I am currently using Pandas and Python to handle much of the repetitive tasks, I need done for my master thesis. At this point, I have written some code (with help from stack overflow) that, based on some event dates in one file, finds a start and end date to use as a date range in another file. These dates are then located and appended to an empty list, which I can then output to excel. However, using the below code I get a dataframe with 5 columns and 400.000 + rows (which is basically what I want), but not how I want the data outputted to excel. Below is my code:
end_date = pd.DataFrame(data=(df_sample['Date']-pd.DateOffset(days=2)))
start_date = pd.DataFrame(data=(df_sample['Date']-pd.offsets.BDay(n=252)))
merged_dates = pd.merge(end_date,start_date,left_index=True,right_index=True)
ff_factors = []
for index, row in merged_dates.iterrows():
time_range= (df['Date'] > row['Date_y']) & (df['Date'] <= row['Date_x'])

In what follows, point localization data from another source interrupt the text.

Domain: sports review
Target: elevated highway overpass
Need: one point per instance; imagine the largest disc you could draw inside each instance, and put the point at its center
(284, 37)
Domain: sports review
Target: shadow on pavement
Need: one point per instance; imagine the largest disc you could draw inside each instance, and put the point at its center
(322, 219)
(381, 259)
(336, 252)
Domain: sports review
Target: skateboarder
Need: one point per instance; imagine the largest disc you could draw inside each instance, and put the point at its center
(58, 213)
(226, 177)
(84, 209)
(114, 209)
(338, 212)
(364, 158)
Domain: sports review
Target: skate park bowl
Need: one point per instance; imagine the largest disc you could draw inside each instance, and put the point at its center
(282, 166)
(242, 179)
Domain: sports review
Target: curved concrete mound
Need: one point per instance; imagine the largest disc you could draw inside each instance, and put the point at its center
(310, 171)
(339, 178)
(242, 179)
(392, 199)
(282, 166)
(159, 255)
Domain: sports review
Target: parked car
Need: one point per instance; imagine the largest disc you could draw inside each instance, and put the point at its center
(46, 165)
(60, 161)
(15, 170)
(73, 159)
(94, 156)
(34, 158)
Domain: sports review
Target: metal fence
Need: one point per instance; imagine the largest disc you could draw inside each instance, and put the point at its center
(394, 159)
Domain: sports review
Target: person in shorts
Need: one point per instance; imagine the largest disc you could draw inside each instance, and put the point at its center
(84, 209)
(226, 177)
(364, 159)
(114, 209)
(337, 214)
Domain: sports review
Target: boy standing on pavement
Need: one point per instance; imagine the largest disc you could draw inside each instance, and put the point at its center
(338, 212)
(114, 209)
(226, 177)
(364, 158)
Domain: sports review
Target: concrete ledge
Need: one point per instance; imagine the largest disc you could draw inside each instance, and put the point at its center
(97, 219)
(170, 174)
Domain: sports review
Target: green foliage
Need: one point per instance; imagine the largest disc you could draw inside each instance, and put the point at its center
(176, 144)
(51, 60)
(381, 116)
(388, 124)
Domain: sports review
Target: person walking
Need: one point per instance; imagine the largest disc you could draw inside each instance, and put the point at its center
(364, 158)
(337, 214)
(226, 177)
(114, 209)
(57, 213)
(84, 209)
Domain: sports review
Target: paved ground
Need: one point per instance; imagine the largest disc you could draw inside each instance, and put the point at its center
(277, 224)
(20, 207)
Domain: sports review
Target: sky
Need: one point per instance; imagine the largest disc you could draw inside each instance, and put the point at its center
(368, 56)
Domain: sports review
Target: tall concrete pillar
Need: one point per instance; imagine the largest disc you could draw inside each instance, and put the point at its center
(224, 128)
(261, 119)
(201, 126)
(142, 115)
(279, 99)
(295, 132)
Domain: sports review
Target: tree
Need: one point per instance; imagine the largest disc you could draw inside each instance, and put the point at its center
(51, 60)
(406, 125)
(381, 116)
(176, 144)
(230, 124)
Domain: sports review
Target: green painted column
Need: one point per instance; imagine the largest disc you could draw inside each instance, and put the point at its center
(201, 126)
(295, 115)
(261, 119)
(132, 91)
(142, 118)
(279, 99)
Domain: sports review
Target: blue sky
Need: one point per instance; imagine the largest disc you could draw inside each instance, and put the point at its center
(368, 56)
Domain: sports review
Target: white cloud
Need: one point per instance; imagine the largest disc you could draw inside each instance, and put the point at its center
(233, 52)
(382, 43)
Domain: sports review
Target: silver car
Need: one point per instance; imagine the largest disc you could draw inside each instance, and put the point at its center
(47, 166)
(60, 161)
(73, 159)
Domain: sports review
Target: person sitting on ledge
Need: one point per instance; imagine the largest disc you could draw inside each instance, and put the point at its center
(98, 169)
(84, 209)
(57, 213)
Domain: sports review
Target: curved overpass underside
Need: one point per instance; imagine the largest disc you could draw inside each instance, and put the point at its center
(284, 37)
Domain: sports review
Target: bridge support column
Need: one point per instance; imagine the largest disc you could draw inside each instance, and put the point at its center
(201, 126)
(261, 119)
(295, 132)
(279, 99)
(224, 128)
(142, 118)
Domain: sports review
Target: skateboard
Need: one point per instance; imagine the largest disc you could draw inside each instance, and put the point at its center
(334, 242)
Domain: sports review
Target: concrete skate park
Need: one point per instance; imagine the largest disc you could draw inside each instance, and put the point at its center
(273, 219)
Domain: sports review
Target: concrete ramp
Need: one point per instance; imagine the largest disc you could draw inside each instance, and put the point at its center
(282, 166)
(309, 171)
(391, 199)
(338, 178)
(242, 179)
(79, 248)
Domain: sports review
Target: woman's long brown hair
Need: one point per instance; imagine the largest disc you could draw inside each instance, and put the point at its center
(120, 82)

df_factor = df.loc[time_range]
ff_factors.append(df_factor)
appended_data = pd.concat(ff_factors, axis=0)
I need the data to be 5 columns and 250 rows (columns are variable identifiers) side by side, so that when outputting it to excel I have, for example column A-D and then 250 rows for each column. This then needs to be repeated for column E-H and so on. Using iloc, I can locate the 250 observations using appended_data.iloc[0:250], with both 5 columns and 250 rows, and then output it to excel.
Are the any way for me to automate the process, so that after selecting the first 250 and outputting it to excel, it selects the next 250 and outputs it next to the first 250 and so on?
I hope the above is precise and clear, else I'm happy to elaborate!
EDIT:
The above picture illustrate what I get when outputting to excel; 5 columns and 407.764 rows. What I needed is to get this split up into the following way:
The second picture illustrates how I needed the total sample to be split up. The first five columns and corresponding 250 rows needs to be as the second picture. When I do the next split using iloc[250:500], I will get the next 250 rows, which needs to be added after the initial five columns and so on.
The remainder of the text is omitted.